I have been using code like this to move the dataframe to the destination, after pulling it from another location as a csv, doing some transformations on the data itself:
fileList = source_sftp.listdir('/Inbox/')
dataList = []
for item in fileList: # for each file in the list...
print(item)
if item[-3:] == u'csv':
temp = pd.read_csv(source_sftp.open('/Inbox/'+item)) # read the csv directly from the sftp server into a pd Dataframe
elif item[-3:] == u'zip':
temp = pd.read_csv(source_sftp.open('/Inbox/'+item),compression='zip')
elif item[-3:] == u'.gz':
temp = pd.read_csv(source_sftp.open('/Inbox/'+item),compression='gzip')
else:
temp = pd.read_csv(source_sftp.open('/Inbox/'+item),compression='infer')
dataList.append(temp) # keep each
#... Some transformations in here on the data
FL = [(x.replace('.csv',''))+suffix # just swap out to suffix
for x in fileList]
locpath = '{}/some/new/dir/'.format(dest_sftp.pwd)
i = 0
for item in dataList:
with dest_sftp.open(locpath + FL[i], 'w') as f:
item.to_csv(f, index=False,compression='gzip')
i = i+1
It seems like I should be able to get this to work, but I am guessing there is something being skipped over when I use to_csv to convert the dataframe back and then compress it on the sftp fileobject. Should I be streaming this somehow, or is there solution I am missing somewhere in the documentation on pysftp or pandas?
If I can avoid saving the csv file somewhere local first, I would like to, but I don't think I should have to, right? I am able to get the file in the end to be compressed if I just save file locally with temp.to_csv('/local/path/myfile.csv.gz', compression='gzip')

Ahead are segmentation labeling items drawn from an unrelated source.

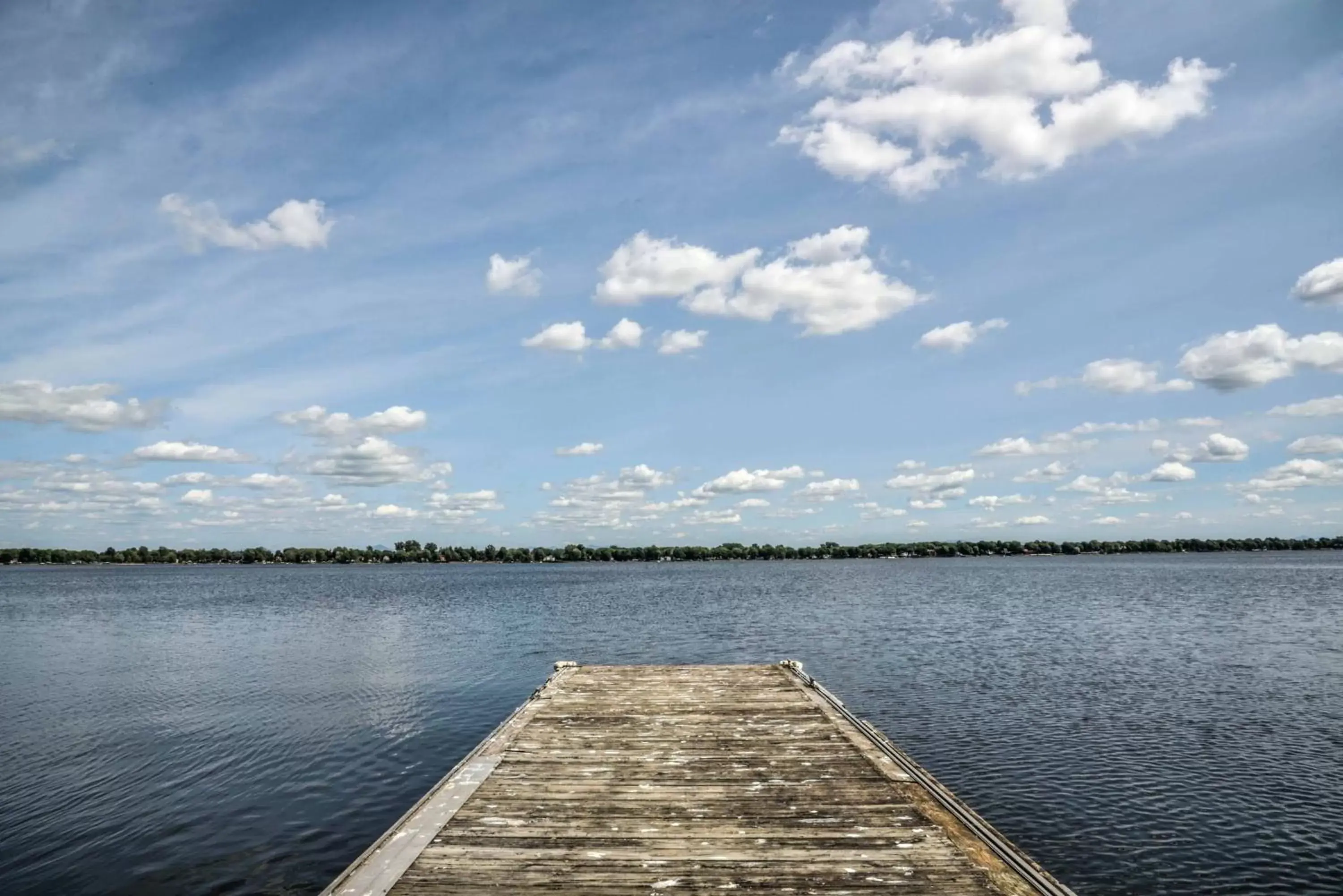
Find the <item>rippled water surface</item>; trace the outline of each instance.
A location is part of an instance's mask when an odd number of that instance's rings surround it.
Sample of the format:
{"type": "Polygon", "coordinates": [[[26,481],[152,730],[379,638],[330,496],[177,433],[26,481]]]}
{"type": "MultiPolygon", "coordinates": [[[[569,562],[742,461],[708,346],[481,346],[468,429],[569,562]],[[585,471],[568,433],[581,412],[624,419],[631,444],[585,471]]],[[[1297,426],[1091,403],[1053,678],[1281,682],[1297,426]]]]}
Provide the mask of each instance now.
{"type": "Polygon", "coordinates": [[[0,892],[316,893],[555,660],[796,657],[1080,895],[1343,892],[1343,555],[0,570],[0,892]]]}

, and after transferring this local file to the destination it is still compressed, so I don't think it has do with the transfer, just how pandas.Dataframe.to_csv and the pysftp.Connection.open are used together.
I should probably add that I still consider myself a newbie to much of Python, but I have been working with local to sftp and sftp to local, and have not had to do much in the way of transferring (directly or indirectly) between them.